Deerfoot-Bad Meat continued to run successfully in many more local races in the Calgary area and beyond, defeating challengers from as far away as Europe. In 1886 he won the prestigious Dominion Day 1 mi race, coming within a second of breaking the world record for that distance.

Later that autumn, in order to showcase Canadian talent to the world, multiple gambling groups decided to organize a major 10 mi race in Calgary. Deerfoot-Bad Meat was entered to run against the favourite J.W. Strokes of Birmingham, England, and George Irvine of Winnipeg, Manitoba. In what was considered the race of the decade, Deerfoot-Bad Meat overwhelmingly defeated Stokes and Irvine, beating the Englishman by a full lap. Not happy with what the Europeans considered a humiliating defeat, the handlers of the British runner claimed a miscount of laps and the race was invalidated. The organizers rescheduled a new race for several days later. Nevertheless, being already suspicious of the British team, Deerfoot-Bad Meat stepped onto the race track only after giving Stokes a six-lap head-start in order to dispel any possibility of another miscount. Deerfoot nevertheless passed the Birmingham racer and finished the ten miles in 54 minutes 30 seconds.

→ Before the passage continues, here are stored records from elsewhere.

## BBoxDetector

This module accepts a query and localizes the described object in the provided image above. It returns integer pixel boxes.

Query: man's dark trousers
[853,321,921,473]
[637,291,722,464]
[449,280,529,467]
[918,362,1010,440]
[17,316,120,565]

== Later career and death ==
Disillusioned and disappointed with the corruption involving the gambling group The Syndicate, Deerfoot parted ways with his team in 1886 and began running as an independent with mixed success. Deerfoot died in 1897 of tuberculosis in the NWMP guardhouse at Fort Calgary and is buried in an unmarked grave in Calgary.

In 1974 the City of Calgary renamed a major freeway, Deerfoot Trail, as well as an industrial centre and shopping venue (Deerfoot City) in his honour.